Marcusjmdict commented 8 months ago

I don't have data on what people are actually looking up but I wouldn't be surprised to see lots of people including the お/ご if that's how they encounter it. I understand the objections but do we have data on how many apps and dictionary sites that are still updating their source files (probably only a minority to start off with) that have not implemented sK/sk yet? When it comes to websitew, I would assume jisho.org has cornered probably 90% or more of the "market", and they've implemented both as I understand it.

stephenmk commented 8 months ago

I think it's fair to assume that any app designed for performing Japanese dictionary lookups is going to include rudimentary text parsing functionality.

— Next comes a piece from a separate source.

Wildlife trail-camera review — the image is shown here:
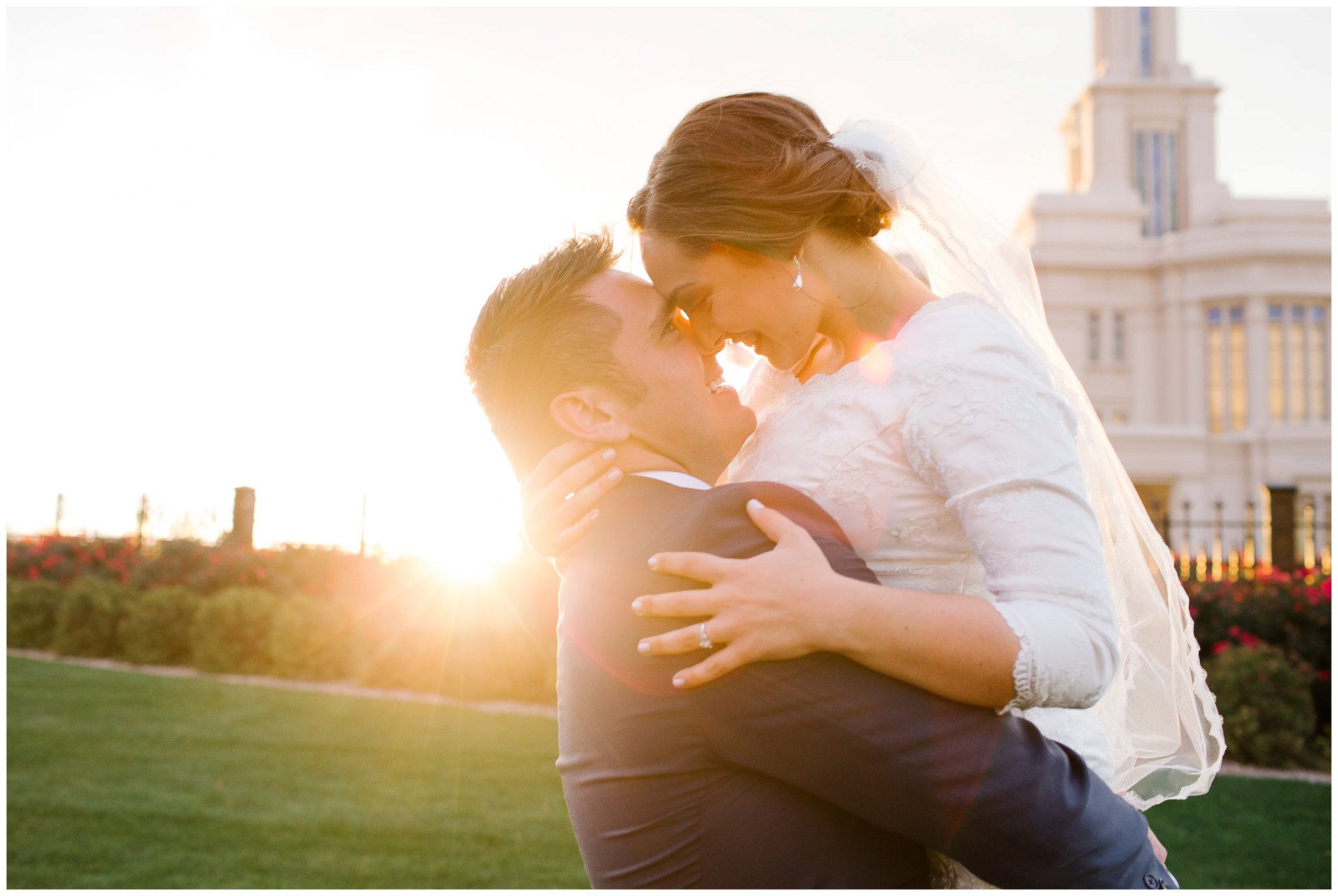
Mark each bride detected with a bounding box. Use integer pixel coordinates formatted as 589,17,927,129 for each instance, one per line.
523,93,1223,845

Jisho has no trouble parsing 車代 from 御車代 ![jisho_kurumadai](https://github.com/JMdictProject/JMdictIssues/assets/8003332/f0bed8d7-e721-4fe9-a269-54d623da647d)
Neither do yomichan derivatives ![yomichan_kurumadai](https://github.com/JMdictProject/JMdictIssues/assets/8003332/fb02a838-9fc6-42b6-8531-c6b942c13897)

Search-only fields are useful for associating search keys that are not trivial to associate. I don't think it would be fair to assume that apps could find an entry like "猫踏んじゃった" from a search query like "ねこ踏んじゃった." Doing so would require parsing the input, searching for different possible combinations of surface forms, or otherwise involve some clever regex / partial text patterns. I'm not aware of any readily available off-the-shelf technology for facilitating these kinds of conversions.

Using the search fields to direct from 御車代 to 車代 makes about as much sense as adding な-suffixed search fields to な-adjective entries. It's a simple A+B operation that anyone with an elementary understanding of Japanese is already well aware of. Unlike the "猫踏んじゃった" example, there aren't multitudes of combinations to consider in order to find the main entry; apps and users know that you just need to drop the 1-character prefix.

I wouldn't argue against having a dedicated entry for おくるまだい. The editors of daijisen think that 御車代 is important enough to record in its own entry. Having these sorts of entries is, for example, useful for applications which use JMdict data for applying furigana to texts. Notably, the screenshots of jisho and yomichan that I included above both mistakenly apply ご to 御.

The furigana use-case is one example of why I'm adamant that search forms should still align with entry readings. It's one thing to have a search form use づ or ー with a reading that has ず or う, as these characters are basically interchangeable. I think adding characters to search forms that aren't reflected in the readings would be spoiling the consistency of JMdict data, and the reasons for doing so aren't compelling.

robinjmdict commented 8 months ago

I agree with Stephen.

It's often reasonable to have a separate entry for a common お/ご/御 form if it's the usual way of writing the word (or certain senses of the word). We already do this. I have no objections to a dedicated お車代 entry.

But otherwise I don't think we need to be concerned about the searchability of these forms.